Employees hate seeing 3k/month fly out the door in rent just as much as CEOs
hate paying it, just as much as investors hate seeing their capital ultimately
end up with landlords.

Big companies in general are conservative. They've made it and don't want to
take unnecessary risks. Trying to introduce remote culture into a company that
isn't used to it/tooled for it is a HUGE risk.

The innovation in hiring is going to come from small companies who need to
hire but can't afford Bay Area salaries. Mid-career folks here, not even
particularly good ones, are routinely looking at 200k or more out the door
from their employers. 400k seed rounds, hell even 800k seed rounds, don't go
very far on that kind of money. So what has to happen is that (a) founders
have to get comfortable giving up a lot more equity for more capital, (b)
investors have to be comfortable paying much higher valuations for early-stage
companies, (c) employees have to be willing to take more stock in lieu of
cash, or (d) companies have to do more remote hiring. I see a mix of all four
happening depending on the particular circumstances of each company (e.g.
famous founders will be able to raise more at higher valuation)

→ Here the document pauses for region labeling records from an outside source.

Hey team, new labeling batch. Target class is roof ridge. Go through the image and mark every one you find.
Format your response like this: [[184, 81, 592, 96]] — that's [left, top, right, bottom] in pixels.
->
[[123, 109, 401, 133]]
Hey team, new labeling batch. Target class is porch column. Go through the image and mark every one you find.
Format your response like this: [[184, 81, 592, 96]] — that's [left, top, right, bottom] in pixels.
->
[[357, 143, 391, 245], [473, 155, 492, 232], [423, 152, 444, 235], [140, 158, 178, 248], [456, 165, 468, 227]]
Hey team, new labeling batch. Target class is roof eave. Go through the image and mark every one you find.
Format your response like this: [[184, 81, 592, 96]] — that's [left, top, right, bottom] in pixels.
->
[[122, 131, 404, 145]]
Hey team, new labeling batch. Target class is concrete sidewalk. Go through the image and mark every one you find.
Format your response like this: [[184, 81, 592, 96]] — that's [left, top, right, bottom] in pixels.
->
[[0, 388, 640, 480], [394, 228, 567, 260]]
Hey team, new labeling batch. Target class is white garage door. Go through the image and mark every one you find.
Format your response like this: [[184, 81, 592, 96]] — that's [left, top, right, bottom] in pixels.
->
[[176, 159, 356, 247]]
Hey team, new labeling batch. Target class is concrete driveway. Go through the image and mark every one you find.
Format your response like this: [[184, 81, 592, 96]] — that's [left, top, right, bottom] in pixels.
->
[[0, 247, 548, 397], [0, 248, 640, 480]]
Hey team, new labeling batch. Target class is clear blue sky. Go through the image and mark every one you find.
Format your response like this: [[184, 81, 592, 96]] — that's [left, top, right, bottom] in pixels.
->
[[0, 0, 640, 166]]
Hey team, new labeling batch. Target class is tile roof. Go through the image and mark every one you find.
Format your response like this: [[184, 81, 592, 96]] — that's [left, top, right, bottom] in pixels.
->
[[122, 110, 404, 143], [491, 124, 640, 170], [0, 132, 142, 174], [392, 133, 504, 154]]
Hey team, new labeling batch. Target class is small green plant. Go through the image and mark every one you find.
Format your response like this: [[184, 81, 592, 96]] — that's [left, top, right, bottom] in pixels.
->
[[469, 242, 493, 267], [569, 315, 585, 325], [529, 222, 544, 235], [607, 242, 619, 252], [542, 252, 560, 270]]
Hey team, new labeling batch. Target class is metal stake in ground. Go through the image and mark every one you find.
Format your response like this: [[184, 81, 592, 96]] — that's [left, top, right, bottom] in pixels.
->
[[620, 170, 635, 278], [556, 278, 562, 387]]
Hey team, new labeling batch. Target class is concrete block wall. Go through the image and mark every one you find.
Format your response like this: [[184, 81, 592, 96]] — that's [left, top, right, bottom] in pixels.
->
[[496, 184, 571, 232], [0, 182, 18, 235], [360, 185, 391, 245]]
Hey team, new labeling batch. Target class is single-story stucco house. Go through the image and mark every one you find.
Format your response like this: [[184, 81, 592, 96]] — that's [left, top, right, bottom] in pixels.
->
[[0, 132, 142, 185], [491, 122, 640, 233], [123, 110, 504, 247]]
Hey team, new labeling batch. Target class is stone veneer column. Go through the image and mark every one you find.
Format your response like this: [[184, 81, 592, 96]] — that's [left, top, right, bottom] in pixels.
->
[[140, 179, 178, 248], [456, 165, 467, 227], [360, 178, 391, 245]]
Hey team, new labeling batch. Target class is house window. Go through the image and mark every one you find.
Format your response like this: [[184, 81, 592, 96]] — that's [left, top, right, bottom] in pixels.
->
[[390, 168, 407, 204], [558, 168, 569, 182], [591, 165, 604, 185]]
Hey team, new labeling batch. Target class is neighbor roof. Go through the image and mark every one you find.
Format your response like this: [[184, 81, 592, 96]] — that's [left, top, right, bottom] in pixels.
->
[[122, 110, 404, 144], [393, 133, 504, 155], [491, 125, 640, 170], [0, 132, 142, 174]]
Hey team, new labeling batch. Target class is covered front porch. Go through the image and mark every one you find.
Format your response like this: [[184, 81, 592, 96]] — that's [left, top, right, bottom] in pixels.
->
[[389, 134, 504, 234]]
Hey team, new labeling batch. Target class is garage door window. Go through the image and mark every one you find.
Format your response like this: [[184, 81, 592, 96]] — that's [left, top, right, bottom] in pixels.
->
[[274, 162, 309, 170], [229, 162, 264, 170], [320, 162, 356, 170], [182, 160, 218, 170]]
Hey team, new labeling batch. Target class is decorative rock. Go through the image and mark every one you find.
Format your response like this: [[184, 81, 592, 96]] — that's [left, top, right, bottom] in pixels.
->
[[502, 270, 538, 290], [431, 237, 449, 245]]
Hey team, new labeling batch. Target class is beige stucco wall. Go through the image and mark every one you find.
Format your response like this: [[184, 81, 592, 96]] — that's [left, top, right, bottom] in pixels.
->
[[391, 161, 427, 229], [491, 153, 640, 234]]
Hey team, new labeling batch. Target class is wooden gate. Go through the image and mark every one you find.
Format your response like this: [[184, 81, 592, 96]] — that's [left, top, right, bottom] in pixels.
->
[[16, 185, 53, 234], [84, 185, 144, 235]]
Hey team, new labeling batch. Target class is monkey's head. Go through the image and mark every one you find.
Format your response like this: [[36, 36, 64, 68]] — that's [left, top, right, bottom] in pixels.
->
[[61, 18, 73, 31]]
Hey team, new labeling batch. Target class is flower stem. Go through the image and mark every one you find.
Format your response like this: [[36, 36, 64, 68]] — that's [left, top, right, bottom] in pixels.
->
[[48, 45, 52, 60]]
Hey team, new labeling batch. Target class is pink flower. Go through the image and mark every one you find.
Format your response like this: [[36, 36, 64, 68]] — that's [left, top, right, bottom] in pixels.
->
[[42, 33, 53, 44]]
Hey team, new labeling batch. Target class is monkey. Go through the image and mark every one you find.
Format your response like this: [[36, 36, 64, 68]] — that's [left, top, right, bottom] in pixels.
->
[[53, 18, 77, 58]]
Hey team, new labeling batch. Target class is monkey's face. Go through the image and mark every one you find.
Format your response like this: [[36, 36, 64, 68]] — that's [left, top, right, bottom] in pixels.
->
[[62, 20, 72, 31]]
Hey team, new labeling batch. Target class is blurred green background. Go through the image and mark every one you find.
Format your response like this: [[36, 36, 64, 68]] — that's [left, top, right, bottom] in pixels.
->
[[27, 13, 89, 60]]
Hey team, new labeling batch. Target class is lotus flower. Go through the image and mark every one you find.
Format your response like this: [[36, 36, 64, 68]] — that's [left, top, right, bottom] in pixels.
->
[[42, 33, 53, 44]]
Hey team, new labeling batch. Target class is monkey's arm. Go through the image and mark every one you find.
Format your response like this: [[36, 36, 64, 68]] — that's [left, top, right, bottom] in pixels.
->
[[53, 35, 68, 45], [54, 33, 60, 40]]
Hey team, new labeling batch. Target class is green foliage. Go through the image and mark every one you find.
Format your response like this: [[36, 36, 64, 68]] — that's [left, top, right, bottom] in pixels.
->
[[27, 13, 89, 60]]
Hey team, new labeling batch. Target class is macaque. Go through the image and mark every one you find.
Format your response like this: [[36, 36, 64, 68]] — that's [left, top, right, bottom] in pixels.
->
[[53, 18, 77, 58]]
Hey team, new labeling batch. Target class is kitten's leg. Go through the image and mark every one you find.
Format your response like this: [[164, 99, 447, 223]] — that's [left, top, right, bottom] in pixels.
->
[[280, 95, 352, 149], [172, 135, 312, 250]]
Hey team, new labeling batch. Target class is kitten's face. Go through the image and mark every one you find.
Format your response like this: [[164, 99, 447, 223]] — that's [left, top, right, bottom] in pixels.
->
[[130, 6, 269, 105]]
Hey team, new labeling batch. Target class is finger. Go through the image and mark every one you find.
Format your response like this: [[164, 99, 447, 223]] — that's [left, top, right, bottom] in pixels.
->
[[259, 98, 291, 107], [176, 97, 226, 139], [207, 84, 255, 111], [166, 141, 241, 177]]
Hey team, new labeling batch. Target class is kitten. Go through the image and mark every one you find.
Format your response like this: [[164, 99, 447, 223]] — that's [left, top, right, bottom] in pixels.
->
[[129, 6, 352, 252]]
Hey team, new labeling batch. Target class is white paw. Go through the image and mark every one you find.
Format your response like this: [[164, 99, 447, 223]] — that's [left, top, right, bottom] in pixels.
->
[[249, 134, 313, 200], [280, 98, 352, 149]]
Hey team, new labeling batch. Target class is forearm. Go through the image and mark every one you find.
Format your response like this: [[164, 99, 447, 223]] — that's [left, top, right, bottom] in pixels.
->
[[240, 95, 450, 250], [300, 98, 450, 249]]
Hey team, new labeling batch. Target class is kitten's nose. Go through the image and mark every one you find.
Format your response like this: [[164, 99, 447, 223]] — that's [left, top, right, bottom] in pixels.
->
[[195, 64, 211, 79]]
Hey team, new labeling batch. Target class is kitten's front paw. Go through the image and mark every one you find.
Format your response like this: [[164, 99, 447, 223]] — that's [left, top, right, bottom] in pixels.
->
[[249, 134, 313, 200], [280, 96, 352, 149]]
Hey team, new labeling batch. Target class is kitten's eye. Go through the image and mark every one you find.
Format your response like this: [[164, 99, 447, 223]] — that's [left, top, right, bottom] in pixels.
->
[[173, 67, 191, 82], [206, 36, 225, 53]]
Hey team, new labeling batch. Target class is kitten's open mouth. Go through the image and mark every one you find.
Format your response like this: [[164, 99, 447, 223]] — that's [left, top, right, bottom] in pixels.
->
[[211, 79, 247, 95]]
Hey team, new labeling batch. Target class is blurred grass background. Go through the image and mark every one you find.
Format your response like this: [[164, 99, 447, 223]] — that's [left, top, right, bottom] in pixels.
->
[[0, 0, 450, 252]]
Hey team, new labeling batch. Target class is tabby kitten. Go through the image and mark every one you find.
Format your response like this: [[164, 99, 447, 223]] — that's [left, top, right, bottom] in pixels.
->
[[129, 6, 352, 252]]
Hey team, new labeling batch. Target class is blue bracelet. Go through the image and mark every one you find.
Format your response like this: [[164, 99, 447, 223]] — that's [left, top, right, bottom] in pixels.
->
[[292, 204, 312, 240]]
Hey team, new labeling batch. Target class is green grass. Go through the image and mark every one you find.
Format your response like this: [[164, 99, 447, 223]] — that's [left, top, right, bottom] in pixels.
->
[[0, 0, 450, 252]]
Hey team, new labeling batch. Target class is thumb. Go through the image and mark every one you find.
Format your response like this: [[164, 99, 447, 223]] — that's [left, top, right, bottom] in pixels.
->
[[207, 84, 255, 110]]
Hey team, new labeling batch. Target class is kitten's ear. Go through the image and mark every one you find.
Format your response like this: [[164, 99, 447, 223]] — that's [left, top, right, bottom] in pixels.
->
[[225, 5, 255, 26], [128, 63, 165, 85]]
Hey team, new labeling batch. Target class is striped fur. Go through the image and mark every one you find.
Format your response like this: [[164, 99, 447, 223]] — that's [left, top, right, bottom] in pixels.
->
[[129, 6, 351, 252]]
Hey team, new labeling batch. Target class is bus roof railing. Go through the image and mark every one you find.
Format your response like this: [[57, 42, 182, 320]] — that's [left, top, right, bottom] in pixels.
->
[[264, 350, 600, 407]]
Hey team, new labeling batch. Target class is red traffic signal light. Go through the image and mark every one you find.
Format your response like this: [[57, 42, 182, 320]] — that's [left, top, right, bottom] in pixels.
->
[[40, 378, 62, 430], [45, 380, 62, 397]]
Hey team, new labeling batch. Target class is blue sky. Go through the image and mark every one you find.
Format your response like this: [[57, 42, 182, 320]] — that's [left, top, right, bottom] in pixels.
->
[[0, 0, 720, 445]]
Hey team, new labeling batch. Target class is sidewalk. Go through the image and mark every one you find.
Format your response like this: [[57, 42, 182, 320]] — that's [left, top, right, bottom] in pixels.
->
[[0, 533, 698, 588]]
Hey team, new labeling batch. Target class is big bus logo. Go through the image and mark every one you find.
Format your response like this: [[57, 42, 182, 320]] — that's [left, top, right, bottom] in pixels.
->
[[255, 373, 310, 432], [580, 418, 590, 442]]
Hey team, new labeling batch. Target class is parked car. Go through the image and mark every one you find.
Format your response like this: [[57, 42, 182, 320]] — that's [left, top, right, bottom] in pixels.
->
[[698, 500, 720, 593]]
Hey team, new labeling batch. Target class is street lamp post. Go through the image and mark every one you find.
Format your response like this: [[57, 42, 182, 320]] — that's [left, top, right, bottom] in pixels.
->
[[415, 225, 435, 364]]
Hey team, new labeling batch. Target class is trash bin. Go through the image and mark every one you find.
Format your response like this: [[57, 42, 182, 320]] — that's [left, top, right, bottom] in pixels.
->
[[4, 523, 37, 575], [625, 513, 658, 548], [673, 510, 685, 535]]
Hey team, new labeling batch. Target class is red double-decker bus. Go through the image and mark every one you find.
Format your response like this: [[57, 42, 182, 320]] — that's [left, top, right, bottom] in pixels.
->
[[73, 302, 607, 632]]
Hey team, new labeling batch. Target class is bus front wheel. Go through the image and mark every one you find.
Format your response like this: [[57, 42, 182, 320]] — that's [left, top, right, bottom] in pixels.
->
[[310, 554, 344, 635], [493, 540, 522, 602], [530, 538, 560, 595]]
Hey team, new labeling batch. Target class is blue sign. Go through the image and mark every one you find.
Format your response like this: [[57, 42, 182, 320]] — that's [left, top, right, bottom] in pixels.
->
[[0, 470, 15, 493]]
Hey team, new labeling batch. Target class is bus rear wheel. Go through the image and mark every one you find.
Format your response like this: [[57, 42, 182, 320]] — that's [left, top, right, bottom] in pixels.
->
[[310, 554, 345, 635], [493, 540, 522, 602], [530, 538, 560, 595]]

It's all pretty simple. The landlords win and everyone else loses. The
situation will only get better once remote work is more widely accepted, but
I'm starting to think it might come to that, with how expensive things are
here. A nothing-special sandwich in Oakland, CA where I live is almost $15, at
some point you say enough is enough and go somewhere where such an obscene
price level is a joke, not day-to-day reality.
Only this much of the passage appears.